Control Hazards and Exceptions

Tom Kelliher, CS 240

Feb. 9, 2000

Administrivia

Announcements

Written assignment Monday.

Assignment

Read 6.8--6.12.

From Last Time

Handling control hazards.

Outline

  1. Control hazards, optimizations.

  2. Exceptions, interrupt types, imprecise interrupts.

  3. Introduction to superscalar execution.

Coming Up

Superscalar execution and other advanced pipelining techniques.

Control Hazards

Picking up where we left off...

Delayed Branch

Use of this technique is waning due to:

  1. Deeper pipelines.

  2. Superscalar execution.

The compiler can't cope.

Exception Handling

Exception types:

  1. Arithmetic exceptions: overflow, divide by zero, etc.

  2. Hardware exception: parity error.

  3. System call.

  4. Page fault, access to non-existent memory.

Responsibilities:

  1. Hardware: record the PC (actually +4), and the cause.

  2. Operating system: recover. Terminate, kernel mode, bring the page in, etc., as required.

Points:

  1. An interrupt is like a conditional branch.

  2. Branches to a fixed location: 0x40000040.

  3. Can occur anywhere in the pipeline.

  4. Subsequent instructions must be flushed.

  5. Multiple interrupts can occur during a cycle. Prioritizing?

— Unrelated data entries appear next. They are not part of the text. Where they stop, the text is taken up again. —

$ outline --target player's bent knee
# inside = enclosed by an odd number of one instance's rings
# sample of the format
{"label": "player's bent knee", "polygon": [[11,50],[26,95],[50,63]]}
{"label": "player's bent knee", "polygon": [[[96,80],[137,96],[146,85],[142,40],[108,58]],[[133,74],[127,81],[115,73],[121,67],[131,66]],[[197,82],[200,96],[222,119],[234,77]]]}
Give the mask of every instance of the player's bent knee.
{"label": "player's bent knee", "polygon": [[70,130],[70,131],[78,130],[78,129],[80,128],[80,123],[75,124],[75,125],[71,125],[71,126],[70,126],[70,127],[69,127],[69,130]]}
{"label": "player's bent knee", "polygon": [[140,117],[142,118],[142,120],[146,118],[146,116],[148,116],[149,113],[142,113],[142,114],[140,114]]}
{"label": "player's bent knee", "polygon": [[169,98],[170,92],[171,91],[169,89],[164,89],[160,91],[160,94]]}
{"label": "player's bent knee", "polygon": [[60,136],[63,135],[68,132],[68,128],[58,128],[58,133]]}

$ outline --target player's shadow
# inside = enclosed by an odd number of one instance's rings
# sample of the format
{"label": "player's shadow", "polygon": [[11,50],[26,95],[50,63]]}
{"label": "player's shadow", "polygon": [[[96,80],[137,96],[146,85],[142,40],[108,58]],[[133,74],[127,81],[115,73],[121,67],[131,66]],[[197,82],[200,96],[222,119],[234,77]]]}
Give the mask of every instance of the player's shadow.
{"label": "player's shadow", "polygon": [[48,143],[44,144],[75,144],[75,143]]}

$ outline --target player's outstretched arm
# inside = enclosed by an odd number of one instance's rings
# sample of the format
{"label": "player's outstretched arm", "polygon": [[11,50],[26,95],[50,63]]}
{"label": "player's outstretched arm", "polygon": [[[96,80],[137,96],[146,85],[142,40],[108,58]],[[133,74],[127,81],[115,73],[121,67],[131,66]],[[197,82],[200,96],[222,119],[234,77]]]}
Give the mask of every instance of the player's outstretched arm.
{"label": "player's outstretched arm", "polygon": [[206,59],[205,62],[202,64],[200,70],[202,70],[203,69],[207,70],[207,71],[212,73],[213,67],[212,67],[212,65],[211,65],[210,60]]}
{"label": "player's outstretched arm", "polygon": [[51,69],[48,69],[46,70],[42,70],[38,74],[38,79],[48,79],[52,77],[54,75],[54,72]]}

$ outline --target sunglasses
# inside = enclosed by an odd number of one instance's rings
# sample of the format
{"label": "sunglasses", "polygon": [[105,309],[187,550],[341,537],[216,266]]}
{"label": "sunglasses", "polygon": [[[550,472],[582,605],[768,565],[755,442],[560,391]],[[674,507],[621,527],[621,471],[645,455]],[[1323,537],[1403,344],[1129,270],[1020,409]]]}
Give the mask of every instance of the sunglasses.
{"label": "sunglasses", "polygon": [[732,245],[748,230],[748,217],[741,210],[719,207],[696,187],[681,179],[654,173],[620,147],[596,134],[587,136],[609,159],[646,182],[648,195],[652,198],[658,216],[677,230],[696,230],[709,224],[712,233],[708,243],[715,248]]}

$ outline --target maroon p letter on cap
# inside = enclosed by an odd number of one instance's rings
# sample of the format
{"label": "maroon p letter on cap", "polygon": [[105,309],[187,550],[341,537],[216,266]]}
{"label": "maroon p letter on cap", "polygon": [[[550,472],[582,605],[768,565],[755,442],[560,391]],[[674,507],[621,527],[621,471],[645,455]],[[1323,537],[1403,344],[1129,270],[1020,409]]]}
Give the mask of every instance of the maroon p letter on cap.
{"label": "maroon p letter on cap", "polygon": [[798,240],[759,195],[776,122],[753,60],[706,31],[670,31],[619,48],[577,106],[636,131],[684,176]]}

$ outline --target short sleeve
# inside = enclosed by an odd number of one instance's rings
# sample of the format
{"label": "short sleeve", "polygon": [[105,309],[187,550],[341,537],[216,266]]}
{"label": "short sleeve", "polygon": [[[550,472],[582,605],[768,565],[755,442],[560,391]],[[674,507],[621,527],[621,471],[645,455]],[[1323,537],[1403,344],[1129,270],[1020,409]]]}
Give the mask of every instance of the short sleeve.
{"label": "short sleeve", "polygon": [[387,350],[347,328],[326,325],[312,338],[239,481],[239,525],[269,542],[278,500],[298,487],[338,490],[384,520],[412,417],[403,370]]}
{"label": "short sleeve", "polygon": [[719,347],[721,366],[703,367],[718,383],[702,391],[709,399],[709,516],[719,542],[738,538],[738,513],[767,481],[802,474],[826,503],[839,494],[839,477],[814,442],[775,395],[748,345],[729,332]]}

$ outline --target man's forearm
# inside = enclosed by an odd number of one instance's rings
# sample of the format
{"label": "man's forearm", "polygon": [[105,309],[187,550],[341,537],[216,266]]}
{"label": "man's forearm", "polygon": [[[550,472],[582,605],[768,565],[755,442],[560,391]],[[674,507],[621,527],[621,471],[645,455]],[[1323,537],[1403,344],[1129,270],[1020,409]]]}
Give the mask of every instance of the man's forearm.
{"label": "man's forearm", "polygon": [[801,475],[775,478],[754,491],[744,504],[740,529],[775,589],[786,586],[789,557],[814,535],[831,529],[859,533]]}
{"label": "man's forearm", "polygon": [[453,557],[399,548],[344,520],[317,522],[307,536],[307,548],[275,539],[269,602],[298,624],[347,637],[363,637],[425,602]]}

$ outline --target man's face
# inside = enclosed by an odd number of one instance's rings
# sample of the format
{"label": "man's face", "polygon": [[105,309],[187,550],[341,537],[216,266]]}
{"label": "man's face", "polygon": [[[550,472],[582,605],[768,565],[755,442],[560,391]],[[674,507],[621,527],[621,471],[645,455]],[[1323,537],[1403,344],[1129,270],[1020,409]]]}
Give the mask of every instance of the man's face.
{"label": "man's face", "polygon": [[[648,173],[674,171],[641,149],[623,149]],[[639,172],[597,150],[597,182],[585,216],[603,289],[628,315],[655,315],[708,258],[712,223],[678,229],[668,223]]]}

Pipeline with exception handling added:

This won't handle memory exceptions. Why? (Consider a lw of a non-existent address.)

Imprecise interrupts:

  1. What are they? Why do we care?

  2. Example: Consider the following floating point code segment running on a CPU with two FP pipes:
          DIVF   F0, F2, F4
          ADDF   F10, F10, F8
          SUBF   F12, F12, F14
    
    This is an example of out-of-order completion on a superscalar machine.
    1. Are there any dependencies?

    2. What would the completion order be?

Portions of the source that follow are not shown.